Intense - Page 43



I stand up and retrieve the violin. One of the strings is broken but I know I can’t say anything about it. I retrieve my bow and stand before him, ready to play. He nods and I raise my instrument.

He loves it. I can see through him in my dream, into his mind, and I know he loves this. He loves pushing me, prodding me, seeing how far he can go. Threatening to leave is his favorite little game, especially when he gets to tell me how my mother thought I wasn’t worth being around. It’s impossible to imagine what that does to a little girl, the sort of incredible heartbreaking sadness it instills inside of her. It’s the sort of madness that she’ll turn to drugs to numb when she turns into a woman.

But for now, all I know how to do is play. I strike the first note as my father advances on me, grinning his evil grin, stinking of gin and looking to humiliate me some more.

I wake up sweating and he’s there in my bed. I swat at him, trying to get away, terrified of him. He’s coming and he’s going to keep making me play.

“Aria!” His hands gently catch my wrists and I’m breathing so fast, but that’s not his voice, and I’m not a little girl.

I’m an adult woman. I’m in Ethan’s home, in his bed, and I’m safe. I’m far away from my father.

“It’s okay,” he says. “Shh, it’s okay.”

Ethan takes me in his arms and pulls me against him.

“Ethan,” I say. “I’m so sorry.”

“It’s okay. It’s very okay.” He holds me and rocks me until my trembling slowly subsides.

“I heard you screaming,” he says once I’m calmer. “I came in to check on you.”

“I’m sorry,” I say again. “I’m fine though.”

I pull back from him and wipe the hair from my face, trying to smile. He doesn’t need this sort of thing in his life, not with the kind of stress he’s under. He doesn’t need some pathetic girl with horrible scars screaming in the middle of the night and waking him up.

The dream lingers and part of me thinks I’m still that pathetic little girl destined to fail. But I know that I’m not. I ran away and tried to destroy my demons with heroin, but that only made the demons so much worse. In the end, I’m destroying my demons through hard work, but they’re not all gone.
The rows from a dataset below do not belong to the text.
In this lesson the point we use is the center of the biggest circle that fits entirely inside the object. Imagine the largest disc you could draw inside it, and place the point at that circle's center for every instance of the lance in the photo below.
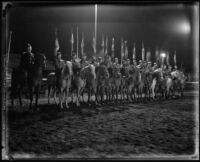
(122, 50)
(113, 48)
(133, 57)
(82, 45)
(143, 52)
(7, 61)
(95, 27)
(72, 42)
(77, 41)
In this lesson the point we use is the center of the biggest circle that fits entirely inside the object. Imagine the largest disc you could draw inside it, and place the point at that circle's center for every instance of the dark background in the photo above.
(154, 25)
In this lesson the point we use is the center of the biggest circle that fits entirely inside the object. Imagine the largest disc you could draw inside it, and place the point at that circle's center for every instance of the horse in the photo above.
(18, 80)
(148, 82)
(130, 83)
(63, 84)
(51, 84)
(89, 74)
(179, 81)
(140, 83)
(79, 83)
(102, 80)
(155, 82)
(35, 75)
(115, 80)
(123, 88)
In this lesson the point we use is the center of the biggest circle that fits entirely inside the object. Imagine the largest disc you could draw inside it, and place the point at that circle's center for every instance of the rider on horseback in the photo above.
(59, 65)
(84, 62)
(26, 61)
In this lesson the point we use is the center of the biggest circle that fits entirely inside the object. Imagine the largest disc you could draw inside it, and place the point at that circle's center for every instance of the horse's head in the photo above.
(40, 60)
(111, 71)
(103, 71)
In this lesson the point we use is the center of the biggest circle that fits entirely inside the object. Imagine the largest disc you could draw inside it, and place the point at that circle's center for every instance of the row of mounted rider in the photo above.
(99, 77)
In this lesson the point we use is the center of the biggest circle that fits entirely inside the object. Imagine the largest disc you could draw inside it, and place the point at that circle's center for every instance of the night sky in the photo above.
(154, 25)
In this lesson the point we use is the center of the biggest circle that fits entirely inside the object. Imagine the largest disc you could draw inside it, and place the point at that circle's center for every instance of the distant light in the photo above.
(185, 27)
(163, 55)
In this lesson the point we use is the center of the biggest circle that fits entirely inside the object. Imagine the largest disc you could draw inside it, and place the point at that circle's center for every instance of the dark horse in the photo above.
(35, 75)
(18, 78)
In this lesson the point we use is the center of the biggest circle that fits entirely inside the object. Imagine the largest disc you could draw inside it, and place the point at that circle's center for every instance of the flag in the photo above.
(102, 43)
(122, 50)
(167, 58)
(126, 49)
(57, 47)
(143, 52)
(148, 56)
(157, 55)
(94, 43)
(106, 50)
(113, 47)
(134, 52)
(82, 45)
(72, 40)
(175, 57)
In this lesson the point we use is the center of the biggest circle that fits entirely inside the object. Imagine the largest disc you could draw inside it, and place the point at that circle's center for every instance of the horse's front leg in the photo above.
(67, 97)
(49, 93)
(60, 98)
(89, 95)
(36, 96)
(20, 98)
(31, 97)
(78, 97)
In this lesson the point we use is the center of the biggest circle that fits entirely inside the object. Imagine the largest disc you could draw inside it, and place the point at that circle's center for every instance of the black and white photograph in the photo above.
(97, 81)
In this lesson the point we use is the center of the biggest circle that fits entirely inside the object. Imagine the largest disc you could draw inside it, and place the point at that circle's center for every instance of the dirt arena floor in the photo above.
(128, 130)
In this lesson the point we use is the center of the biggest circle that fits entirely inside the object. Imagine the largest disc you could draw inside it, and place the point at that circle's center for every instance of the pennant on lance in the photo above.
(143, 52)
(134, 52)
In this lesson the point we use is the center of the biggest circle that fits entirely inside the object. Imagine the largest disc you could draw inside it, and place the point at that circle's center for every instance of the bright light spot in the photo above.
(163, 54)
(185, 27)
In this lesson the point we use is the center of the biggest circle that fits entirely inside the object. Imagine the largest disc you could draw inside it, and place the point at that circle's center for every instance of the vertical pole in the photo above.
(95, 34)
(77, 41)
(7, 61)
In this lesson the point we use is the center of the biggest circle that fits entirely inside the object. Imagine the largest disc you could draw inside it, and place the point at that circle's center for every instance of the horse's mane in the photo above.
(67, 70)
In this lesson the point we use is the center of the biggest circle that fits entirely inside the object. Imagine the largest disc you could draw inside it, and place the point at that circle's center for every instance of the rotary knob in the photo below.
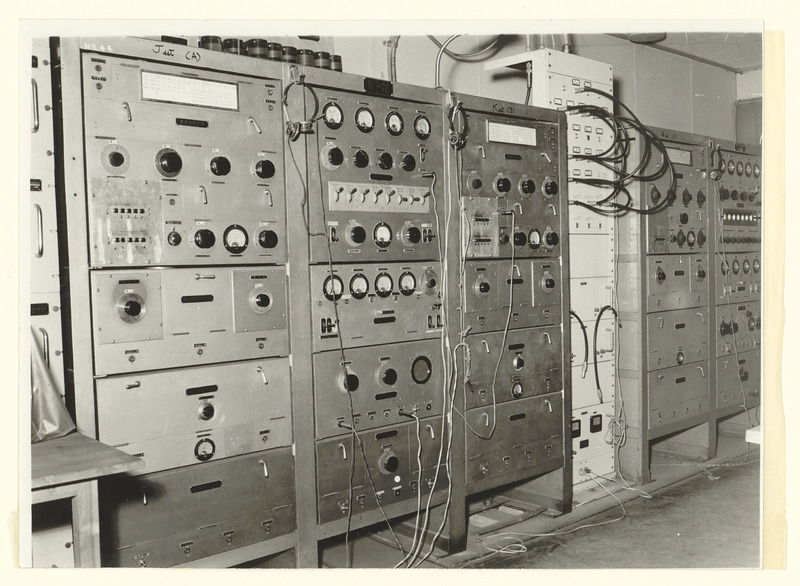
(169, 163)
(267, 239)
(220, 166)
(204, 238)
(551, 187)
(265, 169)
(385, 161)
(503, 185)
(361, 159)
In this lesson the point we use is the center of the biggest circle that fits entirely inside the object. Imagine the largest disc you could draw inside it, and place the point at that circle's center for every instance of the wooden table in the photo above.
(68, 468)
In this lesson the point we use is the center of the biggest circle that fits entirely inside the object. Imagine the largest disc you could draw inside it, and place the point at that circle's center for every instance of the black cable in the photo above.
(594, 347)
(585, 338)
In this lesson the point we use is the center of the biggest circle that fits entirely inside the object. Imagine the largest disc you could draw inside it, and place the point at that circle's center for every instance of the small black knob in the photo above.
(389, 376)
(220, 166)
(265, 169)
(413, 235)
(116, 159)
(335, 156)
(701, 198)
(133, 308)
(527, 186)
(204, 238)
(409, 163)
(267, 239)
(361, 159)
(358, 235)
(170, 163)
(385, 161)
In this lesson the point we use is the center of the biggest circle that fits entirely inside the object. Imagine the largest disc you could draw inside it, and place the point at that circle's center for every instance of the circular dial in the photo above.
(235, 239)
(422, 127)
(365, 121)
(383, 285)
(267, 239)
(421, 370)
(168, 162)
(332, 287)
(219, 166)
(265, 168)
(382, 234)
(332, 115)
(359, 286)
(407, 283)
(204, 238)
(204, 449)
(394, 124)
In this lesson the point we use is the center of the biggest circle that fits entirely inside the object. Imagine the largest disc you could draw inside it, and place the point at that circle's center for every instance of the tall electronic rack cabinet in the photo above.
(736, 276)
(666, 362)
(173, 187)
(510, 274)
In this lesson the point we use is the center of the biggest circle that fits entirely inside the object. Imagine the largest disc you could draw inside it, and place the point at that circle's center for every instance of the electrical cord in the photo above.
(594, 347)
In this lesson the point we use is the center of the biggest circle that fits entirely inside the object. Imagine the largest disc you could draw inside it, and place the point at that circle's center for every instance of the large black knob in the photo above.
(361, 159)
(204, 238)
(169, 163)
(335, 156)
(265, 169)
(133, 308)
(413, 235)
(385, 161)
(220, 166)
(267, 239)
(551, 188)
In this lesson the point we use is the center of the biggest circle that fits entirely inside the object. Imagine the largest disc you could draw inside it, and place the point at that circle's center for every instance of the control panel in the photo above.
(683, 226)
(145, 320)
(174, 418)
(385, 383)
(178, 516)
(374, 162)
(390, 475)
(182, 167)
(510, 187)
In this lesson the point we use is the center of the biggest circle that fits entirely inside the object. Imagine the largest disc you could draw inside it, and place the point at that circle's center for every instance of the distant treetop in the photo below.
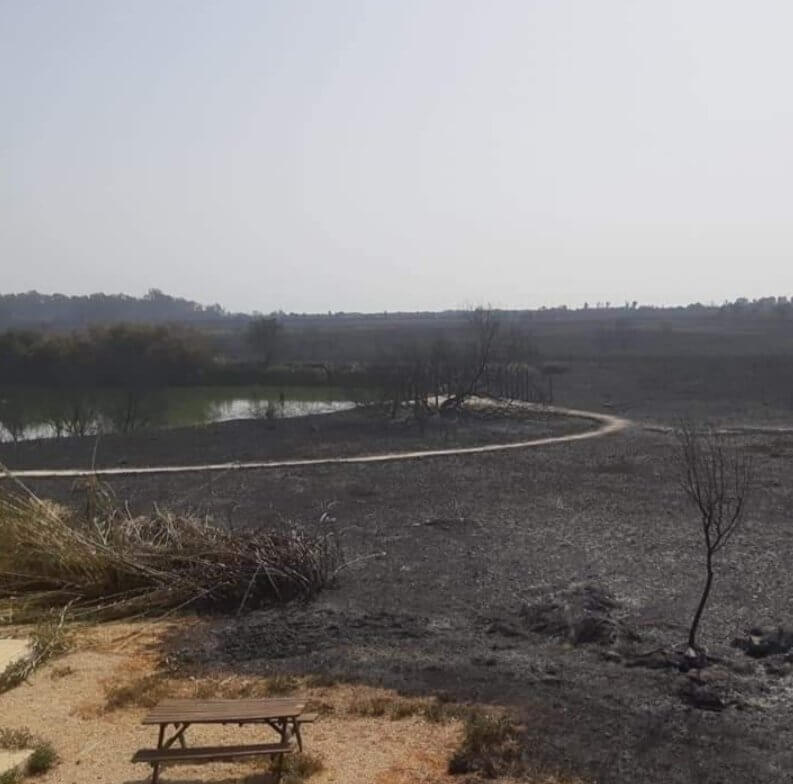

Not yet at least.

“Do you have nightmares often?” he asks

I shake my head. “Not for years. I... I used to.” I laugh softly. “I’m sorry. I’m really embarrassed.”

“It’s okay,” he says. “Really. For a second there, I thought you were being murdered.”

“I’m safe and sound,” I say more for myself.

He nods and studies me for a second, putting his hand on my face. It’s warm and feels good. I lean into it, smiling.

“Can I ask you what the dream was about?” I look at him, a little surprised. He quickly goes on. “That’s helped me, in the past. Talking about the horrible dreams.”

“You have nightmares?”

“I used to. Back when my company started growing faster than I was ready for. I was under a lot of pressure back then.” He laughs a little bit. “I used to dream about drowning every night. My peers and employees would be standing outside of a giant fish tank, laughing as I drowned. It was pretty bad.”

“Sounds awful,” I say.

“If you want to tell me about it, I’ll listen. I understand if you don’t.”

I pause, thinking. I’ve never told anyone about the dreams before. I’ve woken others up with my screaming, but I always just make some excuse and pretend like it’s no big deal. I thought I was past this, but apparently not.

“I shouldn’t have asked,” he says quickly. “I’m sorry. You don’t have to tell me.”

“No,” I say. “I want to tell you.”

“Are you sure?”

I nod and take a deep breath. “I played violin when I was a little girl. My father, sometimes he’d get drunk and watch me practice. Once he made me practice for hours, the same song over and over until my fingers bled. He would tell me that I’m a disappointment and that’s why my mother died. I dream about that afternoon sometimes, and in my dream I know that my father wants to humiliate me and destroy me, but I can’t help it. I’m a little girl again.”

He shakes his head, frowning. “Is that true?”

I nod. “It’s true. It happened. It’s... part of why I ran away. Why I turned to drugs.”

“I’m so sorry,” he says softly. “That’s horrible.”